In actuality, it turns out that neither is the case. The patent in question actually refers to a vaporizer device used in the fabrication of semiconductors. For example, vaporizers are often key in the etching process — which uses chemicals compounds to remove layers from the surface of a substrate during semiconductor fabrication. In another case, vaporizers are used to deposit thin layers of a substance to a wafer in a process known as chemical vapor deposition.

Case in point, there are several other patents floating around the web that describe similar vaporizer devices for the substrate processing phase of semiconductor fabrication. Semiconductor manufacturing is, obviously, a complicated field — but more information on vaporizers / sublimators used in making semiconductors can easily be found online.
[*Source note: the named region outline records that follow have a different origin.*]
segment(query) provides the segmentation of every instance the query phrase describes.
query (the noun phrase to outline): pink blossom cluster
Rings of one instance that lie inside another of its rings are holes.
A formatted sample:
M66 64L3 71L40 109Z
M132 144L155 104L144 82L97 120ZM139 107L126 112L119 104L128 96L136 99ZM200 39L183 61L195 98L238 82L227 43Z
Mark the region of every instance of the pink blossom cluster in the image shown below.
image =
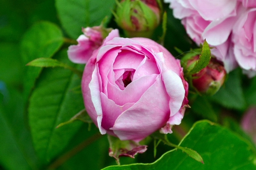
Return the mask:
M198 45L206 39L229 72L238 65L256 75L256 1L165 0Z

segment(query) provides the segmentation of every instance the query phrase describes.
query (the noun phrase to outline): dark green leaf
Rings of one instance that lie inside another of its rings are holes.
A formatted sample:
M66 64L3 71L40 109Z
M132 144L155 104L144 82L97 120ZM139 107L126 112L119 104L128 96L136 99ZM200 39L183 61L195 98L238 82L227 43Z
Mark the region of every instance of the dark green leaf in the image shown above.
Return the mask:
M106 16L111 17L114 0L56 0L56 7L67 33L76 39L81 27L99 26Z
M24 123L21 94L3 85L0 83L0 94L5 99L0 102L0 164L10 170L38 169L30 134Z
M209 98L229 108L243 109L245 99L242 89L240 70L236 69L228 75L227 81L220 90Z
M204 119L215 122L217 121L216 113L205 96L198 96L191 106L191 109Z
M256 168L254 149L244 139L225 128L208 121L195 123L180 146L197 150L204 164L180 150L170 150L151 164L109 167L104 170L251 170Z
M19 46L13 43L0 43L0 80L8 85L22 85L23 66Z
M24 65L41 57L50 58L63 42L60 29L55 24L41 22L33 25L25 34L21 42L21 54ZM41 68L26 67L24 79L24 97L26 99Z
M75 65L69 61L67 49L56 58ZM55 128L84 108L81 94L74 90L81 81L61 68L44 68L37 81L29 100L29 119L34 147L42 161L49 161L59 153L81 125L77 122Z
M211 60L211 50L209 45L207 42L204 40L202 52L199 56L199 60L197 60L194 67L191 68L188 68L188 70L189 74L193 74L199 71L204 68L209 63Z
M57 60L47 58L39 58L34 60L27 63L26 65L39 67L61 67L64 68L69 69L71 71L81 77L82 77L83 72L80 71L75 68L70 66L65 63L64 63Z

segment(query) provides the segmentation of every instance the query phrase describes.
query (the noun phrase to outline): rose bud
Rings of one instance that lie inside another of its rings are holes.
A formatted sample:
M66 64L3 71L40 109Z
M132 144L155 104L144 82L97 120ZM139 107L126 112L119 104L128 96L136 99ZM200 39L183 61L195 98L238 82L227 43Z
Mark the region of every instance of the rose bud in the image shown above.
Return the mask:
M160 11L156 0L125 0L118 4L117 25L126 36L150 37L160 23Z
M171 133L188 103L180 60L145 38L113 30L85 65L81 89L86 110L102 134L139 142L156 130Z
M69 60L75 63L86 63L93 51L101 45L103 39L112 29L105 28L101 25L82 28L84 34L76 40L78 44L68 48L67 55Z
M193 64L199 59L196 56L189 60L187 65ZM193 85L200 93L212 95L222 85L226 76L223 64L215 58L212 57L207 66L198 73L192 75Z

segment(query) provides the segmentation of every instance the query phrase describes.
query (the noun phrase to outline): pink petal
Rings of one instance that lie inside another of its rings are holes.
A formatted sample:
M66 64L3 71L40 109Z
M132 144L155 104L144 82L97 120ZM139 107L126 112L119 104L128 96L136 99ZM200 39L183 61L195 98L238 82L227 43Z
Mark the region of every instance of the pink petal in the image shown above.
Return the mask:
M185 89L180 77L172 71L163 57L163 53L156 54L156 57L163 66L161 71L163 80L168 94L170 97L169 102L171 110L170 116L174 115L180 108L185 96ZM179 73L180 74L180 73Z
M113 127L117 117L134 104L134 103L126 103L121 106L108 99L106 95L102 92L100 94L100 96L103 111L102 125L106 130Z
M132 82L121 90L109 82L108 83L108 97L119 106L137 102L143 94L156 81L157 75L145 76Z
M157 76L155 83L118 117L111 129L122 140L142 139L166 123L170 116L169 99L162 77Z
M104 134L106 133L106 131L101 126L102 119L102 110L100 99L99 85L98 75L98 68L97 67L95 67L95 69L92 75L92 79L90 83L89 83L89 88L90 91L91 100L97 115L97 122L98 127L99 129L100 133L102 134Z
M136 69L144 56L128 50L122 50L118 53L113 65L114 69L133 68Z
M79 36L76 40L78 44L68 47L68 58L75 63L85 64L93 54L93 50L99 46L94 46L93 42L84 34Z
M234 0L190 0L194 8L205 20L214 20L225 17L236 9L236 1Z

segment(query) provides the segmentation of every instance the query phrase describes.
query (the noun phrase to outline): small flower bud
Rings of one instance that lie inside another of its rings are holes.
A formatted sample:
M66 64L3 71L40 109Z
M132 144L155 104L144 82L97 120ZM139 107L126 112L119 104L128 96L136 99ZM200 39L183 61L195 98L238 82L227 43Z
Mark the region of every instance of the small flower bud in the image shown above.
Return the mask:
M123 0L115 16L128 37L150 37L160 23L160 13L156 0Z
M199 59L195 56L188 61L188 65ZM193 86L200 93L212 95L222 85L226 76L226 71L223 64L215 58L212 57L207 66L198 73L192 75Z

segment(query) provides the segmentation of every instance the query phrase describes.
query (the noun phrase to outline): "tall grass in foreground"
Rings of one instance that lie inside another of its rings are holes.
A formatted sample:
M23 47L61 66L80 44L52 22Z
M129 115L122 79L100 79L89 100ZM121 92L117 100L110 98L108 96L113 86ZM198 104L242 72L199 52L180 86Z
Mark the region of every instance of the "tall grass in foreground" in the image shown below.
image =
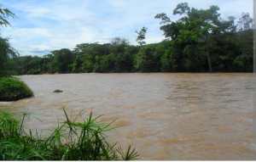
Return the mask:
M26 132L20 121L10 114L0 112L0 160L131 160L138 157L130 146L126 151L106 140L109 124L90 116L83 122L66 121L49 137L42 138L32 131ZM36 134L36 135L33 135Z

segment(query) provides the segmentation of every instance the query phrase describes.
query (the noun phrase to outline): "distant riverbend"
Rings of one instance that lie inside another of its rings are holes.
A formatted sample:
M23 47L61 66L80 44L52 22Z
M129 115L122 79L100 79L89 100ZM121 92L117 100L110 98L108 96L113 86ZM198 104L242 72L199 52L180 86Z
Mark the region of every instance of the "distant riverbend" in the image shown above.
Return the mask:
M49 130L90 111L115 120L110 140L143 159L255 159L255 75L246 73L21 75L34 98L0 109L26 112L26 126ZM61 93L53 92L55 90ZM254 141L254 143L253 143Z

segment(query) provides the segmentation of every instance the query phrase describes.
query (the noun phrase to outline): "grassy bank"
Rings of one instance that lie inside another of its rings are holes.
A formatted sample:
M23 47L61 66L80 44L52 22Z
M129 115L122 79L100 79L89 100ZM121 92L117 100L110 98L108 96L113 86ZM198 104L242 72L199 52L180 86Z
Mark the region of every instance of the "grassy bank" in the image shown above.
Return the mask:
M32 90L15 77L0 77L0 101L16 101L33 95Z
M104 133L108 124L90 116L84 122L73 122L67 113L48 137L24 129L20 120L12 115L0 112L0 160L131 160L137 158L135 149L123 151L110 144ZM36 134L36 135L34 135Z

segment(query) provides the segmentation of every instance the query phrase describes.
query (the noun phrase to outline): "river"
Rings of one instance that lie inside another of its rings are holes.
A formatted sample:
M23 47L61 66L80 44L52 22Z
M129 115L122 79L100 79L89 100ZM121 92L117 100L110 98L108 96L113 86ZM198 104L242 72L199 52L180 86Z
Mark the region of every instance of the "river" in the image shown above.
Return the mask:
M20 77L35 97L0 108L27 113L28 128L50 130L63 120L62 108L78 120L92 111L104 122L115 120L109 140L132 144L142 159L256 159L253 74Z

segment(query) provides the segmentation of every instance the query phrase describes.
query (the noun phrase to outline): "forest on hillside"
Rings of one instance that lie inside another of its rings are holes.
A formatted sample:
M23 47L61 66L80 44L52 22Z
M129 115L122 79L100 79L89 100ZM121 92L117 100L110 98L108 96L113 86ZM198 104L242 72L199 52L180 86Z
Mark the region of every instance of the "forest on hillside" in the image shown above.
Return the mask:
M183 3L172 14L178 19L172 20L165 13L155 15L165 40L154 44L145 42L147 28L143 27L136 31L138 45L116 37L109 43L81 43L74 49L55 50L43 57L19 56L8 39L0 37L0 73L253 71L249 14L224 19L218 6L198 9Z

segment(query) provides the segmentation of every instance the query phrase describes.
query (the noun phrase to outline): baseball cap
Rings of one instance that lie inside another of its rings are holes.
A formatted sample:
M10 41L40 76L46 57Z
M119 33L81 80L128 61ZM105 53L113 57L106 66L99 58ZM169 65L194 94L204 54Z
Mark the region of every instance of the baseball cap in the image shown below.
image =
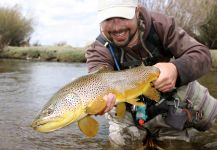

As further proof, the patent’s inventor is named as Tetsuya Ishikawa, a senior Apple manager and nanotechnology specialist. Some of the other patents credited to him also focus on semiconductor fabrication, MacRumors reported. Additionally, Ishikawa’s LinkedIn profile lists photolithography — another process used in the fabrication of semiconductors — as one of his skills.

So, yes. While it’s true that a former Apple employee did go on to create his own recreational vaporizer company, it’s highly unlikely that Apple would follow its employees footsteps and enter that market itself. At the very least, that’s not the case here.